— Allons faire des courses. »
Le Français semblait changé aux yeux de Manzano. Plus tendu encore. Ce qui n’était pas surprenant.
« Les magasins sont-ils ouverts ?
— Pour nous, oui. »
Ils traversèrent des rues vides en voiture. Sur le trajet, il montra à Manzano quelques curiosités.
L’Italien lui demanda comment il était arrivé à Europol, à La Haye.
« Rien d’extraordinaire. Une mission intéressante. Des perspectives de carrière. »

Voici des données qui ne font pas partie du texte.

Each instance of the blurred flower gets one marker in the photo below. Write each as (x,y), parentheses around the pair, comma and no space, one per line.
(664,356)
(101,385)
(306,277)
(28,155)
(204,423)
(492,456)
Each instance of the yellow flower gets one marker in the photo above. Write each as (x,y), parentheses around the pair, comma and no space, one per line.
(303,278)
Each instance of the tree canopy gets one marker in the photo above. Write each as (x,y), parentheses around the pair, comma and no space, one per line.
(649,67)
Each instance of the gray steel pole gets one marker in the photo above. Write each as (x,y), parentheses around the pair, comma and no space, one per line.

Ils passèrent devant un important magasin de vêtements. Bollard se gara dans une rue voisine.
« On va passer par derrière », dit-il. Il tira un sac du coffre.
À l’entrée des fournisseurs, une femme d’un certain âge les laissa entrer, après que Bollard eut échangé quelques mots avec elle et lui eut montré sa carte d’identité.
À l’intérieur, il faisait si sombre que Manzano n’y voyait goutte. Bollard tira du sac deux lampes de poche. Il lui en tendit une. De l’autre, il éclaira l’immense espace plein d’étagères, de tables, de portants remplis d’habits.
« Prenez ce dont vous avez besoin.
— J’ai l’impression d’être un voleur, fit Manzano.
— Vous devriez y être habitué. »
Bien qu’il n’en comprît pas l’allusion, Manzano n’en apprécia pas le ton.
« En tant que hacker, je veux dire », continua Bollard.
L’autre n’avait aucune envie de parler de ça.
Pourtant Bollard continua : « Puisque les hackers entrent par effraction dans la propriété des autres.
— Je ne suis pas entré par effraction, j’ai tiré profit de failles de sécurité. Et je n’ai ni cassé ni volé quoi que ce soit », objecta Manzano qui sentit le besoin de se justifier. Afin de clore la discussion, il alla vers une autre table et en éclaira les chemises.
« Si vous oubliiez de fermer votre porte, s’obstina Bollard, trouveriez-vous normal que des étrangers se promènent tranquillement chez vous ?
— Qu’est-ce que vous voulez ? Vous chamailler ou bien travailler avec moi ? » demanda Manzano. Il prit un pull-over et l’ajusta sur son torse. « Ça pourrait aller. »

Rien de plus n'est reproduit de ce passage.